By the end of 2011, the Iraqi security forces totaled hundreds of thousands of troops, said Austin Long, a military advisor in Iraq from 2007 to 2008. They were also provided with an extraordinary amount of training and equipment, from small arms like AK-47s and M-4s to top-of-the-line M-1 tanks.

But the army was never as good in reality as it sounded, he said.

“On paper, there were hundreds of thousands. It's not clear exactly how many of those actually existed, because there was a real phenomenon of ghost soldiers, or ghost policemen,” he explained, “where there'd be 800 on the payroll for this battalion or this police station, let's say, but maybe only 300 actually existed, or showed up for work. And somebody else pocketed the salaries of the other 500.”

He added: “Even in 2010, talking to U.S. military advisors, they would say things like, ‘Cronyism and bribery is rampant.”

Politics

Iraq’s Prime Minister Nouri al-Maliki also appeared to use the army to advance his own interests.

“The Maliki government has spent a lot of time over the past five years alienating the Sunnis,” Long said. “And that's not how you create an effective security force that has high morale.
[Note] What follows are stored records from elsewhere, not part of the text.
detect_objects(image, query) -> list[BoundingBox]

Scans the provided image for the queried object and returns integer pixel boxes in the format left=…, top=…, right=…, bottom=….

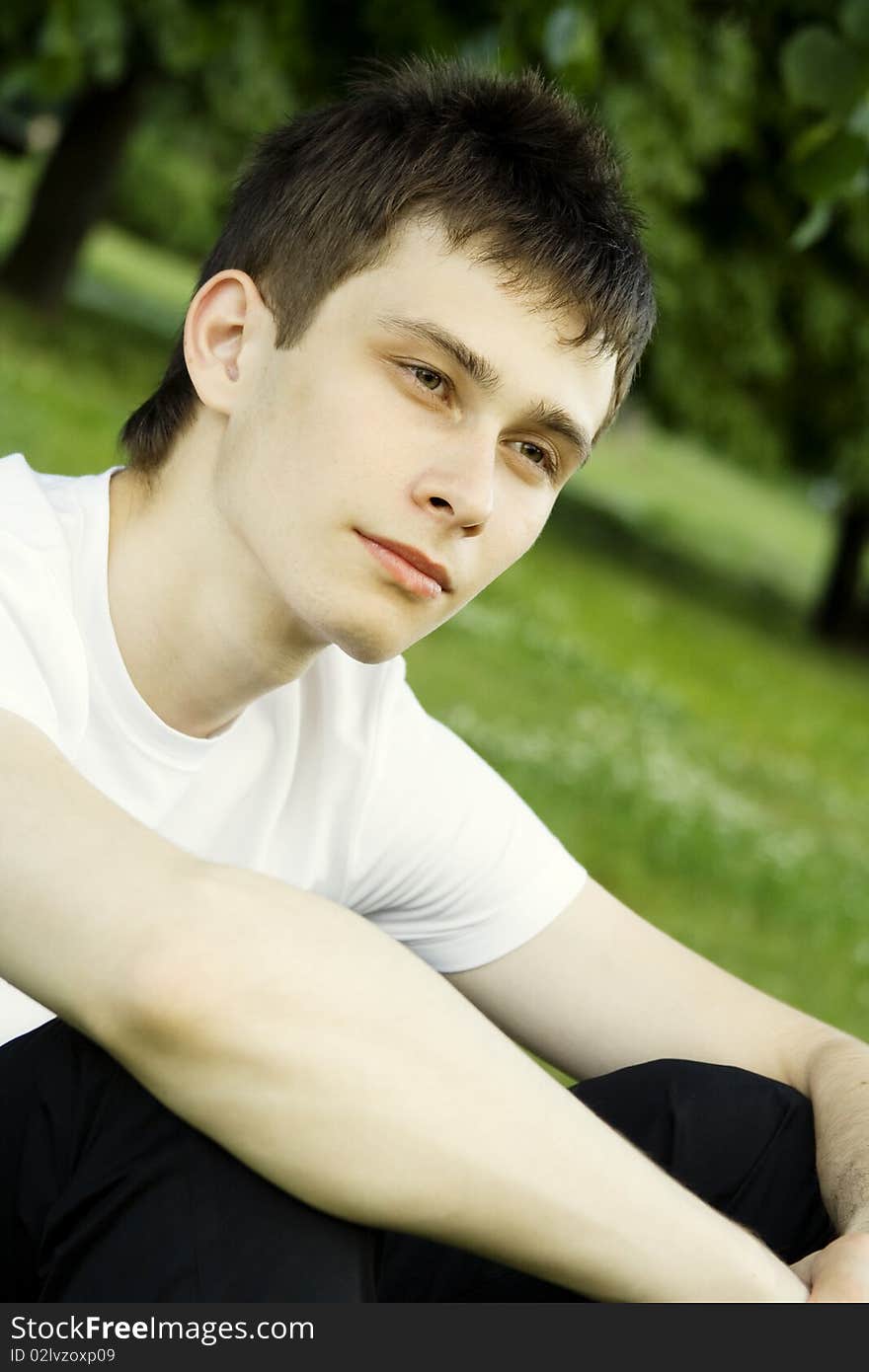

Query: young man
left=0, top=63, right=869, bottom=1302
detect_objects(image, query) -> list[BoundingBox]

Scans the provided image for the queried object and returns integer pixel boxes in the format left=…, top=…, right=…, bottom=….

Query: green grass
left=0, top=216, right=869, bottom=1037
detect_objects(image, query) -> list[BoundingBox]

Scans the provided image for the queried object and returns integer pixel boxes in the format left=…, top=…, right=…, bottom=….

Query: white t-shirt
left=0, top=454, right=585, bottom=1042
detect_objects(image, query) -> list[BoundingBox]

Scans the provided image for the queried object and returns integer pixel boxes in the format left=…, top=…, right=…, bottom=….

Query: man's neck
left=109, top=430, right=321, bottom=738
It was a little bit of a rotten edifice to begin with.”

Pelak added: “We invested time, we invested lives, we invested money to get Iraq to the point where hopefully it would govern itself. Unfortunately the government that's in power in Iraq chose not to do the right thing and chose to put their own interests ahead of the country's interests and I think that's why we're in the situation we're in now.”

Whose fault?

The veterans who helped build Iraq’s Army from the ground up admit the effort wasn’t exactly perfect. But they say the bulk of the blame lies squarely with the government in Baghdad.

“The failure of the Iraqi government to understand how or adequately deal with the fractious nature of their society and allowing that to permeate throughout their military force, that's something we can't control,” said Jackson, the Marine.

Long, the military advisor, agreed.

“Put yourself in the shoes of an Iraqi policeman, or Iraqi soldier in that environment,” he said. “It's pretty easy to understand why they ran away, particularly if they weren't from the region. ‘Why am I going to fight and die in Mosul if I'm from Southern Iraq, or Baghdad even,' right?"

He added: “This whole combination of factors means that I think a lot of these guys -- surprised, not very well supported, not very well led -- they just took off.”